Two weeks ago, I had to drive on the highway LIE for 1:20 minutes. I was already anxious about the anxiety. True enough, I had several panic attacks. My throat was tight, mouth dry and whole body felt like my blood just drained and I felt Ice cold. I wanted so much to stop on the road side but I didn’t want to, thinking that it would just make the attacks worst as Id be giving myself the chance to focus on it.. so I drove.. and I did it!!! It was scary but in the end, it felt like a victory! However, I didn’t see it that way until I watched this video. Thanks Drew!!
#Theanxioustruth
You did it!!! I'm sorry it took me so long to see this comment but I'm glad I did. Great job!!! :-)
How's it going
Wow thats great
Amazing explanation. No one ever done as clear and as informative as you! Thank you. I'm gonna get both audio and paper version ❤
I hope you find it helpful, and thank you for the kind words. :-)
I so mutch agree. No one does explain this as clear and informative as Drew😀 Yes it is amazing🙏😀 I had almost lost hope and then I found Drew. I am slowly doing more and more. I did not know what to do when exposing. Now I do. And I feel normal. I am so thankful. I have a long way still mabe - but now I know how to do this.
Found this exactly when I needed it! Thank you. I had a few skipped heartbeats and those made me feel so weird and uncomfortable and I immediately reacted: Asked my daughter to take over driving, kept sipping cold water, took an HTP....then I looked up your videoes and found this one. I realized my reaction was 100% wrong! Now I know..... Thank you! 🙏🏼🙏🏼❤️❤️
Great info from the book great detail. I hope your book does well. Ordered the book🤠
Great 👍
Thank you 👍
This is gold. I've pre-ordered your book. You channel should be bigger. There's really nothing like this on TH-cam.

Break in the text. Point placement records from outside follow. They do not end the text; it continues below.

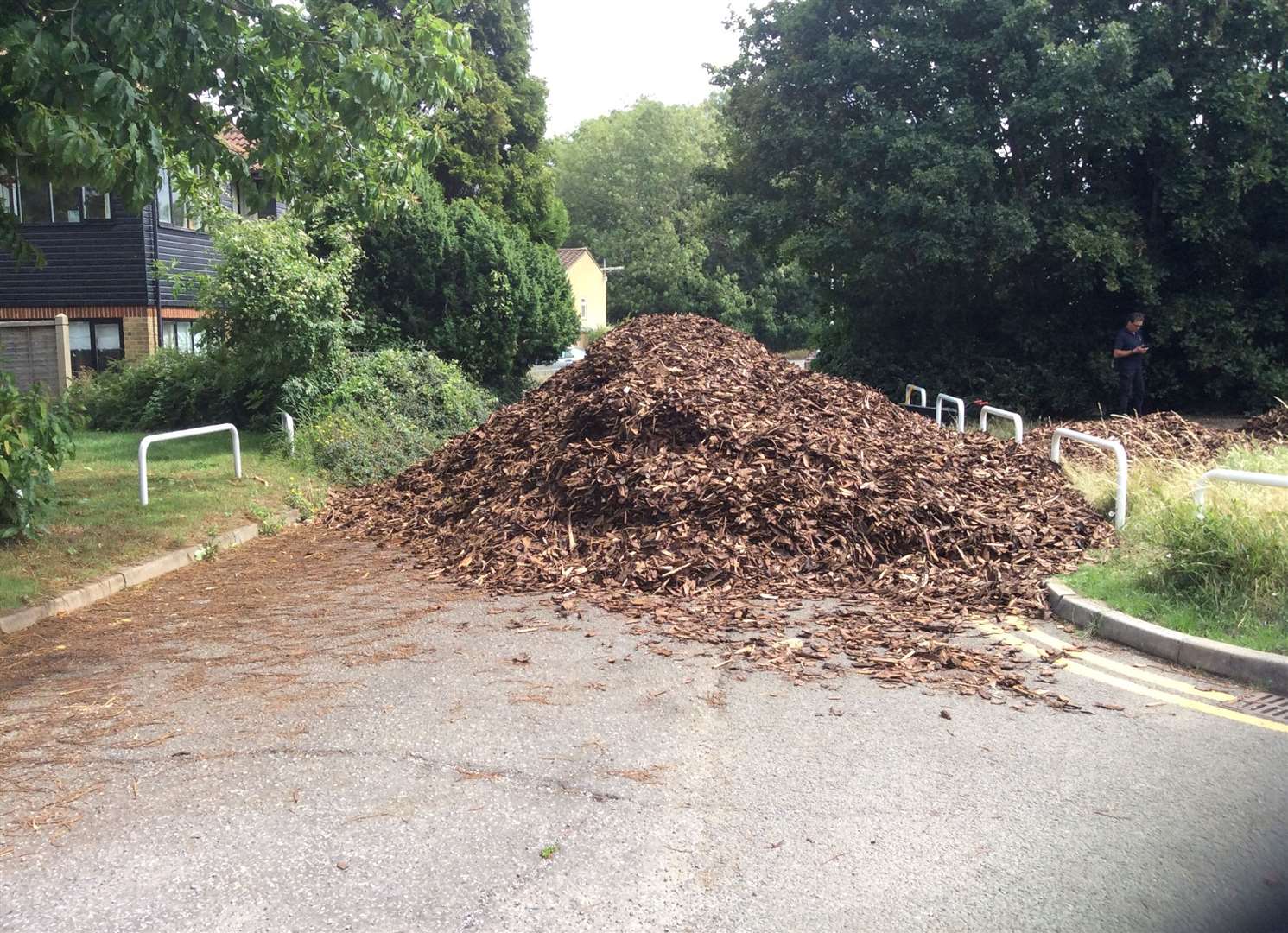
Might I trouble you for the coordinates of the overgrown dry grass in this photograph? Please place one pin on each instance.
(1224, 576)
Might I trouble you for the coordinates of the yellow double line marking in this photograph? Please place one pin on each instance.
(1115, 674)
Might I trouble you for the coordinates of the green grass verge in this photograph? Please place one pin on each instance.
(1222, 578)
(97, 522)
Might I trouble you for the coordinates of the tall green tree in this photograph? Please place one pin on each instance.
(635, 190)
(989, 187)
(335, 101)
(496, 151)
(630, 183)
(467, 286)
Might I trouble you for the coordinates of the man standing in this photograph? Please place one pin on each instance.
(1130, 352)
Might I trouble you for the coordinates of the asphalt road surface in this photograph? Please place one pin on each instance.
(303, 735)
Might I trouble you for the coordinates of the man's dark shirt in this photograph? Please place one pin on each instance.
(1127, 340)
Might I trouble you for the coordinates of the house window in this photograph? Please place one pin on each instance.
(172, 209)
(94, 345)
(181, 335)
(244, 201)
(35, 201)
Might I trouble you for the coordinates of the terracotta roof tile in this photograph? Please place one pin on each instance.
(236, 141)
(567, 257)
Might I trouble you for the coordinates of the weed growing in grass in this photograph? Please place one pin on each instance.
(299, 500)
(210, 548)
(1220, 576)
(1233, 562)
(270, 524)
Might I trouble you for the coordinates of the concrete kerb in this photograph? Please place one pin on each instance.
(1259, 668)
(125, 578)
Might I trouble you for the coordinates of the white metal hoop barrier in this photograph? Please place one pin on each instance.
(961, 410)
(289, 429)
(1120, 455)
(174, 435)
(1235, 477)
(1002, 413)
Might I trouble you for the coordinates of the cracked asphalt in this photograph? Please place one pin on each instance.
(304, 735)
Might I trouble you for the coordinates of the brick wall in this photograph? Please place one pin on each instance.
(139, 335)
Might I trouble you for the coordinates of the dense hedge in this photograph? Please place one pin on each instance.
(466, 286)
(35, 438)
(374, 414)
(989, 188)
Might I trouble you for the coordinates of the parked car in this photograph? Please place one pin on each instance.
(568, 357)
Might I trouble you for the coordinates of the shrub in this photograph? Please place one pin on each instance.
(35, 438)
(375, 414)
(273, 309)
(167, 390)
(469, 288)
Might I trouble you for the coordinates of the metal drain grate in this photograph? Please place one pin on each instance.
(1265, 705)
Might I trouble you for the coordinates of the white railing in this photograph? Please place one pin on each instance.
(961, 410)
(1235, 477)
(1120, 455)
(289, 429)
(1002, 413)
(174, 435)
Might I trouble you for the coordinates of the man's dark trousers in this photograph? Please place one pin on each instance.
(1131, 390)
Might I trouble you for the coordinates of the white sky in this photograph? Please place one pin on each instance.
(598, 55)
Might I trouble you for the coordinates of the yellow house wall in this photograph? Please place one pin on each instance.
(589, 283)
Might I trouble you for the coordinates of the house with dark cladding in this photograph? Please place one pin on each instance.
(101, 263)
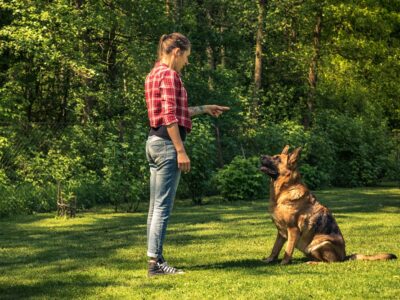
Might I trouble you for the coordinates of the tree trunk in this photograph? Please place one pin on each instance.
(313, 70)
(259, 53)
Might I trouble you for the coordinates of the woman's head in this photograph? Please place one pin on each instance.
(174, 48)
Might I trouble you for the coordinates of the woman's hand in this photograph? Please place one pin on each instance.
(215, 110)
(183, 161)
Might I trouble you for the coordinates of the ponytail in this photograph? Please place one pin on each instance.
(168, 42)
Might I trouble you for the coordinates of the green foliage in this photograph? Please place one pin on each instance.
(124, 166)
(241, 180)
(200, 147)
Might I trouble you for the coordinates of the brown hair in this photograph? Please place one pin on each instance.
(169, 42)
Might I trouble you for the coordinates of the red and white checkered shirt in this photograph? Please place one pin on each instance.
(166, 98)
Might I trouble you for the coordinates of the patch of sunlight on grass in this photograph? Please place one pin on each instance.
(102, 254)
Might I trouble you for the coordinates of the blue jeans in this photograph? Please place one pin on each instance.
(164, 179)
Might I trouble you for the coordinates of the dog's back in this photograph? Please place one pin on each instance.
(300, 219)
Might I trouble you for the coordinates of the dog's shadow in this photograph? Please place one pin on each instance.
(245, 264)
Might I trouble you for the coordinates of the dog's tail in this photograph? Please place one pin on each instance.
(380, 256)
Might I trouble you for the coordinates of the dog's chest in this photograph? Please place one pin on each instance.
(279, 220)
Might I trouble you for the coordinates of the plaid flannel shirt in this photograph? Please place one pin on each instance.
(166, 98)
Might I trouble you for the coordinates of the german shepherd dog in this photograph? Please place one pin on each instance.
(300, 219)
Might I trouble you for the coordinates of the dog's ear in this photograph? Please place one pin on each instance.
(294, 156)
(285, 150)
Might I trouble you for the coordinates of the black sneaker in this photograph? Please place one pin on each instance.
(162, 268)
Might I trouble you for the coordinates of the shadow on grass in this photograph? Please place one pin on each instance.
(360, 200)
(53, 289)
(255, 266)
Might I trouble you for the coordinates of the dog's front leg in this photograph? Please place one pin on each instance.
(293, 236)
(280, 240)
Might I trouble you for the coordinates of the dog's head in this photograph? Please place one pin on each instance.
(281, 164)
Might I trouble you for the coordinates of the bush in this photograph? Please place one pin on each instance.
(200, 146)
(242, 179)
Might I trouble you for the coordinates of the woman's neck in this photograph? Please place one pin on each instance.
(169, 61)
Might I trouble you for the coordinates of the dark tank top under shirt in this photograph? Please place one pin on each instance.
(163, 133)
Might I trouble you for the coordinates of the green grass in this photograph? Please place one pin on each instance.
(101, 254)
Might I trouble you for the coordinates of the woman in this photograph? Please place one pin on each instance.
(169, 117)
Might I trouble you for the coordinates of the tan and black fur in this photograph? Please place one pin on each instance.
(300, 219)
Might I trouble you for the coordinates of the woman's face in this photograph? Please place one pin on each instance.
(182, 59)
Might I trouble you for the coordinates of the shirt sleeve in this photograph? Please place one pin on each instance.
(169, 88)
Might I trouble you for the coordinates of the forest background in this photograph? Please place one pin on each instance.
(323, 75)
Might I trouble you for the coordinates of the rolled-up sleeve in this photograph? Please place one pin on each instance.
(169, 88)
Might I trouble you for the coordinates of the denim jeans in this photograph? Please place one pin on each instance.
(164, 179)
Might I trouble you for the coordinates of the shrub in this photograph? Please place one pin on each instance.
(200, 146)
(241, 179)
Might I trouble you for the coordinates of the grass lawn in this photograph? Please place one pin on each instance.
(101, 254)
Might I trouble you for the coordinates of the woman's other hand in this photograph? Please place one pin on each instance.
(215, 110)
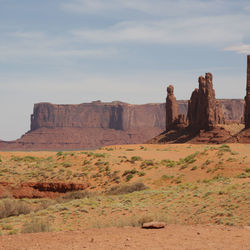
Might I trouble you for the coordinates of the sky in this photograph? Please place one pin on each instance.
(76, 51)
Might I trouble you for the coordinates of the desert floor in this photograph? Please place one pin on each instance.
(172, 237)
(200, 191)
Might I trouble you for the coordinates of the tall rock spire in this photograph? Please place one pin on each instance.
(247, 98)
(171, 108)
(204, 111)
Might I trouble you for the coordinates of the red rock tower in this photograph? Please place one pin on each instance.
(171, 108)
(247, 98)
(204, 111)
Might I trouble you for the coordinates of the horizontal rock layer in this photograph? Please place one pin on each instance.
(92, 125)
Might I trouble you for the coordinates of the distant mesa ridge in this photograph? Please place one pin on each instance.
(91, 125)
(96, 124)
(205, 120)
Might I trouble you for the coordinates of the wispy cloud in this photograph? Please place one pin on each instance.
(241, 48)
(39, 45)
(218, 30)
(156, 7)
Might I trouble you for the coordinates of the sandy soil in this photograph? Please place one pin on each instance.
(172, 237)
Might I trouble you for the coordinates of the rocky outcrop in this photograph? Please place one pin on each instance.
(247, 98)
(204, 117)
(115, 115)
(172, 110)
(39, 190)
(96, 124)
(204, 111)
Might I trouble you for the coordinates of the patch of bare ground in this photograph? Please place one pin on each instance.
(117, 188)
(172, 237)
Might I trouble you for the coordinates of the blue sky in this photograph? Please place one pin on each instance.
(75, 51)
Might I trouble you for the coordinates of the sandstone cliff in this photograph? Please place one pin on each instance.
(115, 115)
(91, 125)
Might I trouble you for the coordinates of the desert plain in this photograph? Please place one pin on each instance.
(99, 199)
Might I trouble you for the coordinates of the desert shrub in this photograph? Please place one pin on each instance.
(141, 174)
(145, 219)
(125, 189)
(36, 225)
(66, 164)
(129, 177)
(98, 155)
(168, 163)
(11, 207)
(167, 177)
(189, 159)
(207, 162)
(60, 153)
(225, 148)
(135, 158)
(76, 195)
(147, 163)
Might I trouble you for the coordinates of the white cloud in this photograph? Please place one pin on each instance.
(219, 30)
(20, 45)
(156, 7)
(241, 48)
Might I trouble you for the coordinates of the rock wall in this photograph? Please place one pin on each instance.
(247, 98)
(204, 111)
(115, 115)
(172, 109)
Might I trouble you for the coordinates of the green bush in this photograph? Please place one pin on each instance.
(147, 163)
(125, 189)
(135, 158)
(76, 195)
(11, 207)
(36, 225)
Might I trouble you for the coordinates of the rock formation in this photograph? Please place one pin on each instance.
(204, 111)
(172, 110)
(115, 115)
(96, 124)
(247, 98)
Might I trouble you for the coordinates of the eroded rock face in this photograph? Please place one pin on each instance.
(204, 111)
(171, 108)
(247, 98)
(115, 115)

There is another channel that has helped me tremendously. I hope Drew doesn’t see this as competition!! Dennis Simsek, The Anxiety Guy, is also awesome. Always good to see different teachings and perspectives!
This video is really great👏👏👏
This is pure genius.
Yes it is😂👏👏👏 I so mutch agree😍
Yes it is❤
Hello glad I stumbled across you
Welcome Kerry! :-)
I have the kindle version. Are you going to do an audible book? I tend to do better with audible books now that I'm older. I have trouble daydreaming when I read books now!
Ordered the book..
Thank you 😊
What if your event is happening all day was an excellent question. Like at work...just ‘don’t engage’ all day long. Right? Right. I hadn’t picked up on that 🤦♀️
Awesome
By putting your attention on the present and not on what scares you isn't suppressing the thought? Is there something we should do with the thought/fear first? And then focus on the present?
Good question. No, it's not supressing the thought. You have to allow the thought to be there without engaging with it. The thought is just an imaginary idea (usually if you're anxious it's about a catastrophic outcome). It's not based in reality. You put your attention on the present to bring your nervous system back to reality instead of making it freak out about something that isn't going to happen.
@@christianpayaalonso1264 thank you!
Great what about performance anxiety and ideas. Like anxiety before sleep
If you search my channel for "sleep" you'll see quite a few episodes about sleep related anxiety. You might find that helpful. :-)
Regarding the amygdala not hearing words…Doesn’t the amygdala react to anxious thoughts, which are words? When I have anxious, fearful thoughts about not sleeping on a given night, isn’t that what triggers the amygdala to go into fight or flight mode, which in turn prevents any chance of sleeping that night?
Where do you think those "anxious thoughts" come from? People without a fear center in overdrive have thoughts too but they do not classify them as fearful or they just don't regularly have thoughts of that nature at all. It can be a chicken and egg argument but no, thoughts are not words in this context. And even if they were, consider the one-way street scenario. The words can trigger, but not eradicate. In your point of view you're seeing that in action.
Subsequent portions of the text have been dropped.